Diofior a célébré ses cent ans d’existence, cent ans après le regroupement des hameaux en 1925, donnant naissance à ce village devenu presque une ville. Situé dans la région de Fatick, l’histoire de Diofior ne commence pas en 1925. Elle remonte à bien plus loin, au cœur du XIVe siècle, quand un certain Ndongo Niane, compagnon du premier roi du Sine, Maïssa Waly Dione, élit domicile sur ces terres fertiles. Le nom de Diofior, déformation du sérère "Ndiofor", qui signifie "entente", n’a rien d’anodin. Il incarne le souffle fondateur d’un vivre-ensemble forgé au fil des siècles.

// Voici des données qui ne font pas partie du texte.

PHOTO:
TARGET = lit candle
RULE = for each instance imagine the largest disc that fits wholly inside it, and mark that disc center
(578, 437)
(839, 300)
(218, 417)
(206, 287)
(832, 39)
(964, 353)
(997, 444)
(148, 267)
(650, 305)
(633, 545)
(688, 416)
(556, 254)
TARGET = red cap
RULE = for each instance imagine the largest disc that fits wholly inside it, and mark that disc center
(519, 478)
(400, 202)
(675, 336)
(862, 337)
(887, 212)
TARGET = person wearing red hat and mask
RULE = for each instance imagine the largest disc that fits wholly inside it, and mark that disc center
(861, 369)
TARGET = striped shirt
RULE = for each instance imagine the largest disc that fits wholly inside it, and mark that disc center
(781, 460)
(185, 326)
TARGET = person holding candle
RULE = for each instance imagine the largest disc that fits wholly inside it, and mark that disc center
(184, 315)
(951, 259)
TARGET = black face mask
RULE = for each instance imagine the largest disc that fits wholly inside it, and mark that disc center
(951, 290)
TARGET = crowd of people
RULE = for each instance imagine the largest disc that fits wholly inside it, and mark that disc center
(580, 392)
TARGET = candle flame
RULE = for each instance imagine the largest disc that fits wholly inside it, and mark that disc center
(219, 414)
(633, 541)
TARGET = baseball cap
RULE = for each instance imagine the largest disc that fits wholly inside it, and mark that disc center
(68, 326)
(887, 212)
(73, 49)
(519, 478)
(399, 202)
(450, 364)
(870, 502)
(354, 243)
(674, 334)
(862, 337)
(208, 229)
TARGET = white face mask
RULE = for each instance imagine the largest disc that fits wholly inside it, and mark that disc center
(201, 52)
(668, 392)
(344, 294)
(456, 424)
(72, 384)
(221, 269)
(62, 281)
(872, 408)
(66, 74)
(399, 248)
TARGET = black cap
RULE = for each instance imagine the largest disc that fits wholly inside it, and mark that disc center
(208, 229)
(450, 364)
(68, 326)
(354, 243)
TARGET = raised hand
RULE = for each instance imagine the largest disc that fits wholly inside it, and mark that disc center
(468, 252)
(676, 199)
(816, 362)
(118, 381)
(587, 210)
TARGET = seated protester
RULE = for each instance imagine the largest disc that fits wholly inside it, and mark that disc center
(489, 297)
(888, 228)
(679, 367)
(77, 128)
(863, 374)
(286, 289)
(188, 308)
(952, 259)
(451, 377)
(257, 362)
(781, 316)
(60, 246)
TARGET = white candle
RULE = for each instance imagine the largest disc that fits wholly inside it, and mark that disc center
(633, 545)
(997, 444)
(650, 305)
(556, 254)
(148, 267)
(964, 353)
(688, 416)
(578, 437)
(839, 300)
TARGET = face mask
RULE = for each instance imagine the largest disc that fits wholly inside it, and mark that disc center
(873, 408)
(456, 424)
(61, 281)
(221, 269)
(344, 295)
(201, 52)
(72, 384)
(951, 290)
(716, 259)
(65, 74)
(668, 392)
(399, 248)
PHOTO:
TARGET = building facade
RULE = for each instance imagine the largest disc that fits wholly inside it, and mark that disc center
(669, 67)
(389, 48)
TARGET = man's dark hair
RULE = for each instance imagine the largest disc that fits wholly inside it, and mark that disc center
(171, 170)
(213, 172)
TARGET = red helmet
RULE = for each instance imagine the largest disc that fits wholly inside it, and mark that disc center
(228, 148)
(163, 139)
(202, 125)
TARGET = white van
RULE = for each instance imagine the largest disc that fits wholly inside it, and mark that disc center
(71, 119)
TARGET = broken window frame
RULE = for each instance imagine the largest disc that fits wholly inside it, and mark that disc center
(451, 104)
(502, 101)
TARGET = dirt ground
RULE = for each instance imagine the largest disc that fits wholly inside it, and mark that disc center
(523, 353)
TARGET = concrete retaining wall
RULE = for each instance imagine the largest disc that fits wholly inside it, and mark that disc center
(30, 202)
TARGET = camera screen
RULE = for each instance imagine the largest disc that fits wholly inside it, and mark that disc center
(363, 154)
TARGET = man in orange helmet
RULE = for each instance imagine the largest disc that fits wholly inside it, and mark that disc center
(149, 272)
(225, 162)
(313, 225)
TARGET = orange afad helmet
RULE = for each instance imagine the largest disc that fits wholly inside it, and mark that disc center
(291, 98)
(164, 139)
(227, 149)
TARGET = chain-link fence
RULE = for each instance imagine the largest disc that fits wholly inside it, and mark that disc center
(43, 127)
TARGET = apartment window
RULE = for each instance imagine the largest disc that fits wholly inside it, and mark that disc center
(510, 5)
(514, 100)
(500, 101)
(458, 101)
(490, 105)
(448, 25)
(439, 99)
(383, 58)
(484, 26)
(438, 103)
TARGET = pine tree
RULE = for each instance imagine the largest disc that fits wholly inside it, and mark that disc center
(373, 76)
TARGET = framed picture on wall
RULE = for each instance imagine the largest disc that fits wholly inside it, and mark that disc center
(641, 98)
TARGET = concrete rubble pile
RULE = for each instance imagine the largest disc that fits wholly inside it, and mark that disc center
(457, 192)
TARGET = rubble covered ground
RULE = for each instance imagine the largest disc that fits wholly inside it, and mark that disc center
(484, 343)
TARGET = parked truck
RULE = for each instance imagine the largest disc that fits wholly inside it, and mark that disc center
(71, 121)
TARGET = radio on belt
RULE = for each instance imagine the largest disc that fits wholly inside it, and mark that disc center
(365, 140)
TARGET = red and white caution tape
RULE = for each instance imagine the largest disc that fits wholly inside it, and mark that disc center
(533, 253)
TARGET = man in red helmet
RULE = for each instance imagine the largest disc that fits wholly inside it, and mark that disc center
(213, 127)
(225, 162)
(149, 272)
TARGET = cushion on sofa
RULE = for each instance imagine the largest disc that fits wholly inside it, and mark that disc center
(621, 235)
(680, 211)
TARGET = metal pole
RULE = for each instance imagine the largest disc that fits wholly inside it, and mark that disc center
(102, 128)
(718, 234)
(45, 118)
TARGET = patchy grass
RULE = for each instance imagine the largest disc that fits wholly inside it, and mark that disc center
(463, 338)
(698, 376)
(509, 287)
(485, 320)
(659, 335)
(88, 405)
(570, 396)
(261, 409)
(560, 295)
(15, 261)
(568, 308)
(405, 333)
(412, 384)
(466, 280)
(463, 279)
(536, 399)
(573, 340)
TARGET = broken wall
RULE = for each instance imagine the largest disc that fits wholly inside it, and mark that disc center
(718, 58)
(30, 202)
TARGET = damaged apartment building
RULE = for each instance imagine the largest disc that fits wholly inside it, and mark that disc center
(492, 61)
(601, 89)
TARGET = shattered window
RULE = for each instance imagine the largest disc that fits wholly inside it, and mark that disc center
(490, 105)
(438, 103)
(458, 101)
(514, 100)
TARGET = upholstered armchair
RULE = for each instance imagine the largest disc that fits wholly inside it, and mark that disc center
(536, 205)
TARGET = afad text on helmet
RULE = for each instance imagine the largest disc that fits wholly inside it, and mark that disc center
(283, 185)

Après une période de désertification progressive, le site renaît à la fin du XIXe siècle, lorsque Diombo Thiang, cultivateur venu de Faoye et descendant de Ndongo Niane, décide de s’y réinstaller. L’administration coloniale française, dans son dessein de rationaliser l’habitat, ordonne en 1925 le regroupement des hameaux environnants. Diofior est né.
Au village du centenaire…
L'événement, placé sous le slogan "Un siècle d’histoire, de solidarité et de développement", a rassemblé toutes les générations autour d’un passé commun, riche et profondément enraciné. Pendant quatre jours donc, Diofior a vibré. Le temps s’est figé sur les rythmes des tam-tams, les danses envoûtantes, les chants ancestraux. Diofior est devenu le point de ralliement de la culture sérère, le théâtre d’une mémoire en marche.

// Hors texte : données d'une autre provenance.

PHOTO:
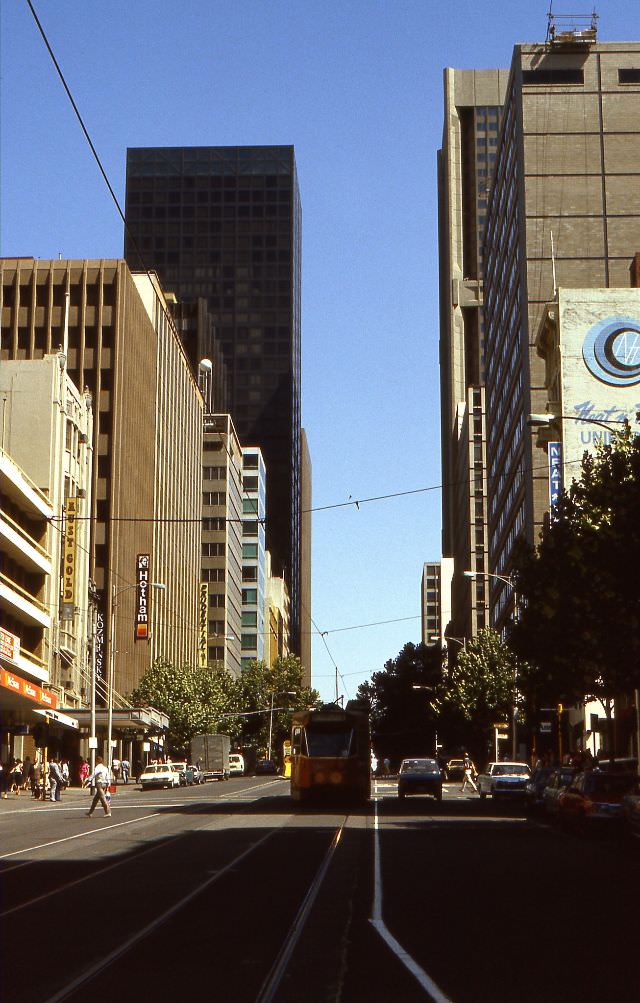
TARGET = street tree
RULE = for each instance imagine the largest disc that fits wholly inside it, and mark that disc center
(404, 719)
(579, 626)
(482, 685)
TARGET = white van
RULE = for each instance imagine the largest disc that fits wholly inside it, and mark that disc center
(236, 764)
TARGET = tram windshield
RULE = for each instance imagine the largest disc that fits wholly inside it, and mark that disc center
(335, 742)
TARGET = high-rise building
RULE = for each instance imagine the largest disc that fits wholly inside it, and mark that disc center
(119, 344)
(254, 556)
(222, 567)
(472, 112)
(223, 225)
(564, 212)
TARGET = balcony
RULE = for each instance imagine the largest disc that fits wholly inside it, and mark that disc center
(21, 548)
(24, 607)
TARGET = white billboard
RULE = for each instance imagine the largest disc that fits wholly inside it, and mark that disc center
(600, 367)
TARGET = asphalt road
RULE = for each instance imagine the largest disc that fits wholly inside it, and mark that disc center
(230, 892)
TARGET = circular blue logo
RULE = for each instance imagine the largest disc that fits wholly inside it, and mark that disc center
(611, 351)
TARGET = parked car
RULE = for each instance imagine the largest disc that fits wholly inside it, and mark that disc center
(536, 787)
(504, 779)
(454, 769)
(236, 764)
(185, 777)
(594, 796)
(558, 782)
(158, 774)
(266, 767)
(420, 776)
(631, 809)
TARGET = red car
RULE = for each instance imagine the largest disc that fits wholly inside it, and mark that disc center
(594, 796)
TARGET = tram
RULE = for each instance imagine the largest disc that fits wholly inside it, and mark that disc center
(331, 754)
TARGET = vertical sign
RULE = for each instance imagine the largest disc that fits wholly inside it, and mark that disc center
(99, 644)
(203, 613)
(68, 569)
(555, 475)
(141, 598)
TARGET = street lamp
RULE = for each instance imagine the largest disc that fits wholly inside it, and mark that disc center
(115, 592)
(273, 694)
(429, 689)
(512, 584)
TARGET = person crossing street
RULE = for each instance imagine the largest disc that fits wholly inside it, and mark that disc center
(100, 779)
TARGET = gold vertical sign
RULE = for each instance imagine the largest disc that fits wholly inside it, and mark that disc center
(68, 568)
(202, 623)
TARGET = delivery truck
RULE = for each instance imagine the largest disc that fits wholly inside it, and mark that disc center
(211, 754)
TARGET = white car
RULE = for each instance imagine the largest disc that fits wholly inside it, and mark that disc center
(504, 779)
(158, 774)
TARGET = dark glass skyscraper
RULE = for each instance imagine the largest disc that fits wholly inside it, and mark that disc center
(223, 225)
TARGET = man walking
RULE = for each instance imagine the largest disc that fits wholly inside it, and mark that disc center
(100, 779)
(468, 773)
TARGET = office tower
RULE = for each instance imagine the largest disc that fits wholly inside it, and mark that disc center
(472, 111)
(564, 213)
(223, 225)
(120, 345)
(222, 567)
(254, 556)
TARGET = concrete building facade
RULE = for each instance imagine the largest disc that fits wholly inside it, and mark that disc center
(144, 401)
(223, 225)
(472, 113)
(564, 211)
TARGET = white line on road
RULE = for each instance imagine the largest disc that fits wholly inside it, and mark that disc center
(78, 836)
(378, 924)
(108, 959)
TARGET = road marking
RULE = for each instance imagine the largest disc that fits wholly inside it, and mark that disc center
(271, 984)
(78, 836)
(378, 924)
(89, 877)
(126, 946)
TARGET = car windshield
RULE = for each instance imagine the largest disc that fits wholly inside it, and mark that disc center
(329, 742)
(611, 785)
(511, 769)
(419, 766)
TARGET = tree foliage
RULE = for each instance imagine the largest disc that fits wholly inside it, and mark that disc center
(404, 720)
(581, 586)
(203, 700)
(483, 684)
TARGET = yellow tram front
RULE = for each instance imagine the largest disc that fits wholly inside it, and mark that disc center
(330, 754)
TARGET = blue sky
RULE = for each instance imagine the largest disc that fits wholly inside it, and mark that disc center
(357, 87)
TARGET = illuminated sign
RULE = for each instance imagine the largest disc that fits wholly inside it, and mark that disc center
(9, 645)
(202, 625)
(555, 474)
(68, 568)
(141, 631)
(23, 687)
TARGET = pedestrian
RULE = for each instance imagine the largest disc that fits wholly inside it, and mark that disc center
(468, 773)
(4, 779)
(100, 778)
(55, 778)
(115, 768)
(16, 777)
(83, 771)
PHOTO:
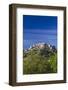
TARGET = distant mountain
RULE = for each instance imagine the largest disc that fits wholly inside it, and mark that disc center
(40, 58)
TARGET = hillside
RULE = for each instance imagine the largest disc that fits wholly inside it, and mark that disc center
(40, 58)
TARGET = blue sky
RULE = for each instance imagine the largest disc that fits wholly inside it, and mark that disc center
(39, 29)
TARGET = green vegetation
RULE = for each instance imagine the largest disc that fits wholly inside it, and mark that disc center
(38, 61)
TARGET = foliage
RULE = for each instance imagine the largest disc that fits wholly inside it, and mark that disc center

De partout, les fils et filles du terroir ont convergé vers le village, rejoints par les amoureux de la culture et les curieux d’un jour. Sur la grande place du village (ngarina), des stands dressés, des visages souriants, des tenues traditionnelles étincelantes. La jeunesse a montré sa bravoure lors des démonstrations de chasse symbolique (ò miss) . Des panels, des randonnées, des consultations médicales, un récital du Coran. Diofior a allié spiritualité, culture, santé et dialogue intergénérationnel.
Un musée, une nécessité
« Je suis totalement satisfait de l’organisation. Et on espère que le message est passé. Cet événement a permis aux gens de mieux se connaître et surtout aux jeunes de comprendre leur histoire », déclare Youssou Diome, maire de Diofior. Car derrière la fête, les doléances. Les jeunes ont profité de la présence du secrétaire d’État à la Culture, Bakary Sarr, pour porter haut leurs revendications : un musée. Un lieu pour abriter la mémoire, garder vivantes les traditions, transmettre ce que le temps menace de dissoudre.

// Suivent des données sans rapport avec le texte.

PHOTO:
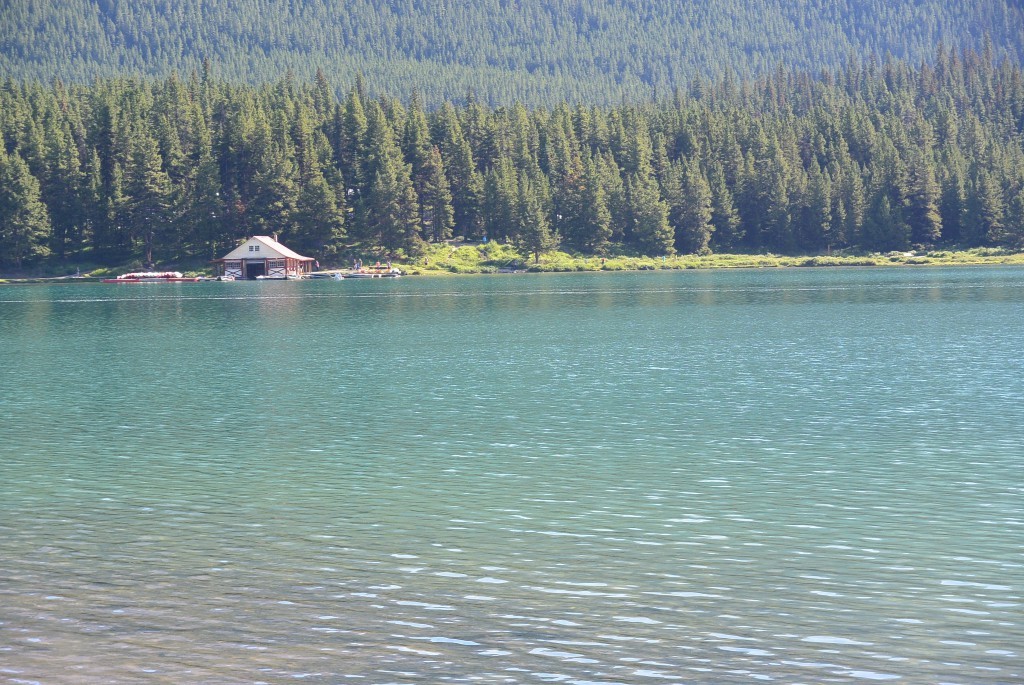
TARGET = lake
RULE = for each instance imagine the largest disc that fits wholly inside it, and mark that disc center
(794, 476)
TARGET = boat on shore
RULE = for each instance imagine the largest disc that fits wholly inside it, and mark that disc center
(153, 276)
(326, 275)
(375, 271)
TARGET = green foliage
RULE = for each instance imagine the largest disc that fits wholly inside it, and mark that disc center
(875, 158)
(536, 51)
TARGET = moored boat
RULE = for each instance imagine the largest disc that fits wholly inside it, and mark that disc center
(153, 276)
(375, 271)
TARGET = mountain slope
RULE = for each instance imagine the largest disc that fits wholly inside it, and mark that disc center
(532, 50)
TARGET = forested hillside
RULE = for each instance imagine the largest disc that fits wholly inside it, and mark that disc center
(877, 157)
(535, 51)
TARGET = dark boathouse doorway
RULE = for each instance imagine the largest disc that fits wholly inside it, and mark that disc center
(254, 269)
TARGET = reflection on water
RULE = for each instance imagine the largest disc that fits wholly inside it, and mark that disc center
(790, 476)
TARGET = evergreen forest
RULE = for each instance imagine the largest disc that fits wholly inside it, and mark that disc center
(877, 155)
(539, 52)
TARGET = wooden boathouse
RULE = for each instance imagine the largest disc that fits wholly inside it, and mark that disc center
(263, 256)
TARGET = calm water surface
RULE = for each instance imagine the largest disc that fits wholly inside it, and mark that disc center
(793, 476)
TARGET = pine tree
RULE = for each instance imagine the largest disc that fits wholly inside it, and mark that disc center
(728, 233)
(435, 200)
(923, 201)
(649, 229)
(25, 223)
(150, 198)
(695, 227)
(534, 231)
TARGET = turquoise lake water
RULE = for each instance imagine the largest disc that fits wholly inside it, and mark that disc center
(793, 476)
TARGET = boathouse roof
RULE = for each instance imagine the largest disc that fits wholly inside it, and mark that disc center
(263, 247)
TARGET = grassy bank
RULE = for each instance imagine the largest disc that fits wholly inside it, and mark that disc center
(445, 259)
(494, 258)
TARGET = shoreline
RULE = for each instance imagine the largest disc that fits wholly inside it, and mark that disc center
(494, 259)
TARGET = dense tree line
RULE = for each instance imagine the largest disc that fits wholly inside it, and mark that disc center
(878, 156)
(540, 52)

Le secrétaire d’État à la Culture n’a pas fermé la porte. Mieux, il a promis : « Nous allons plaider auprès des autorités pour que la culture sérère puisse avoir un musée à Diofior. Ces activités participent à la territorialisation de la politique culturelle de l’État. »
Un événement à 62 millions de francs CFA
Au foyer des jeunes, une exposition a attiré les foules. Disposés avec soin sur de longues tables : semoirs, dabas, outils anciens, habits traditionnels. Chaque objet racontait une époque, chaque ustensile parlait d’un mode de vie révolu. Les tableaux explicatifs retraçaient les mutations sociales, les héritages matériels et spirituels de plusieurs générations.
Un tel hommage n’aurait pas été possible sans une mobilisation générale. Le budget s’élevait à 62 millions de francs CFA. Collectivités, ressortissants, artistes, institutions : tous ont mis la main à la pâte. Marraine de l’événement, Thérèse Faye Diouf, députée et maire de Diarrère, a donné à cette célébration un éclat politique et symbolique. De grands artistes sérères ont illuminé les soirées par leurs prestations.